Exhibit A - Things that don't actually do damage

This is a common culprit of death recap problems, where lesser minds may complain that they are taking damage from an ability that doesn't appear to do damage. In this case, we can see that I clearly took 138 damage from Volibear's passive, which restores 30% of his maximum health. Now, I want you to closely observe Volibear's items. He is stacking a lot of health, which increases the damage of his W due to the 15% bonus health ratio it has. His passive, which restores health, is therefore categorized as bonus health, and since he is clearly being buffed by his passive, the death recap is actually telling you the amount of bonus damage his W is doing to you from the healing of his passive. Incredible.

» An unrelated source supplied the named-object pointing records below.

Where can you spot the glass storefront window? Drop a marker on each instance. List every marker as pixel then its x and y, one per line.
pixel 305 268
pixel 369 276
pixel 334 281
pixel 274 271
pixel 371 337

Exhibit B - That move doesn't exist

This one is a little tricky, since it appears that I took 48 damage from nothing. To understand what's going on here, you need to have deep knowledge of Jayce's internal mechanics. Unlike other champions that physically alter their form to gain a new set of moves, such as Elise or Nidalee, only Jayce's weapon switches, leaving the user intact. To streamline this change, Riot coded Jayce's weapon as several minions stapled together so that they would not have to create two separate Jayce models for form switching. In this specific scenario, Jayce hit me with a Shock Blast, auto attacked me with his cannon form, switched to hammer form, and then ripped my tendons apart with Q. It's very clear what that damage is now; the auto attack from cannon form is coded as minion damage, but since that minion was technically destroyed due to the switch to hammer form, the game no longer recognizes it, resulting in a blank square with no information. Pretty obvious, really.

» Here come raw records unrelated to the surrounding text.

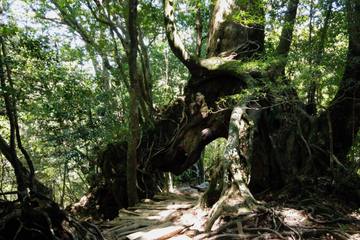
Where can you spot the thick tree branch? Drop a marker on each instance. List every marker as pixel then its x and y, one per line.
pixel 345 108
pixel 174 39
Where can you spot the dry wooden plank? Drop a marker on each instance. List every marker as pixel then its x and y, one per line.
pixel 123 210
pixel 180 237
pixel 158 233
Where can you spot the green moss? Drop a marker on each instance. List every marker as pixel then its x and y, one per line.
pixel 233 66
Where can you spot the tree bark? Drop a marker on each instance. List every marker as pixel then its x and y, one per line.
pixel 134 126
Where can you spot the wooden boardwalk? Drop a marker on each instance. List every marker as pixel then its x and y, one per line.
pixel 166 216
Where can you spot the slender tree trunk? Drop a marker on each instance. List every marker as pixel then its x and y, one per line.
pixel 134 113
pixel 317 59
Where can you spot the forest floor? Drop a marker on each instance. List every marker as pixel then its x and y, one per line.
pixel 288 216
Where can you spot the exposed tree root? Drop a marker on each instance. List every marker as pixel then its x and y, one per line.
pixel 41 218
pixel 235 195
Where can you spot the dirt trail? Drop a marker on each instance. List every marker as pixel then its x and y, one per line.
pixel 176 216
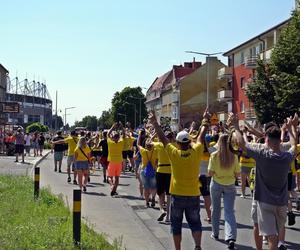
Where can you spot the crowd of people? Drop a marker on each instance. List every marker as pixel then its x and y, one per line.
pixel 202 160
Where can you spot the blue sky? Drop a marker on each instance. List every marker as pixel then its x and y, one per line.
pixel 88 50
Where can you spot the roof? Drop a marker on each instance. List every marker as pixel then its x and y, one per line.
pixel 229 52
pixel 1 66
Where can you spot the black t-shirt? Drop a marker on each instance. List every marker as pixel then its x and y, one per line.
pixel 104 146
pixel 59 147
pixel 41 140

Exhibit C - wtf two wukongs

At this point, this one should seem fairly obvious, but I'll go ahead and explain it anyway. Wukong's W, not unlike Jayce's weapon, is coded as a large minion. Wukong obviously used his E and W at the same time with his blindingly fast APM, registering Nimbus Strike as an ability used by the minion. Now, some of you critical thinkers out there may be wondering,

Buh-buh-but, uhh, if da jayce cannon damage is still attached to jayce, then why is da wukong, duhh, why is da wukong a separate minion?

Well, you mouth-breathing neanderthal, wipe that drool off your keyboard and listen up. Jayce's weapon is still attached to his body, where as Wukong clearly creates a clone that does his damage for him. Therefore, it is categorized as a minion independently doing damage from the user. Once you start to see the logical consistency of death recap, it becomes much more useful for analysis. However, there are a few cases that can elude even the most well versed in death recap intricacies, such as the following:

Exhibit D - what the fuck is going on

Alright, just... just listen to me, okay? Just shut up. Okay. So, Ekko. Ekko and Master Yi are two champions. They both do damage, and a whole lot of it, you know what I'm saying? And, if you look closely, well... you can see here that Ekko bought a Jungle item. Now, who else is a jungler? Master Yi. That's right. They can both jungle. And, fun fact, you might not know this if you didn't play back in the day; Master Yi could build AP and do crazy damage with his Q and heal a lot with his W. So, what's happening here is that AP Ekko Jungle is being... coded as... you know, you actually didn't Jungle AP Yi, you would go mid and farm. Ekko is primarily a midlaner. Okay, yeah, okay, so, what's happening is that the game is recognizing Ekko playing an off-role and substituting a more popular Jungler in his place to make it easy on Riot's algorithms for data collection. In order to keep their champions in their optimal or suggested lanes to prevent new players from misinterpreting the meta, Riot always keeps their champion statistics and data consistent with their best role. You see a guy playing mid Janna? Nope, that's Zed. To Riot, that's Zed. Therefore, the bonus damage inflicted by Ekko's Lich Bane is instead recognized as Master Yi damage so that Ekko's statistics and winrates aren't negatively affected by playing him in a suboptimal role. Yes, that's it. That's the reason.

Hopefully this helps you guys understand the Death Recap better. I'm looking forward to a new era of flawless logic and reasoning when approaching this tool.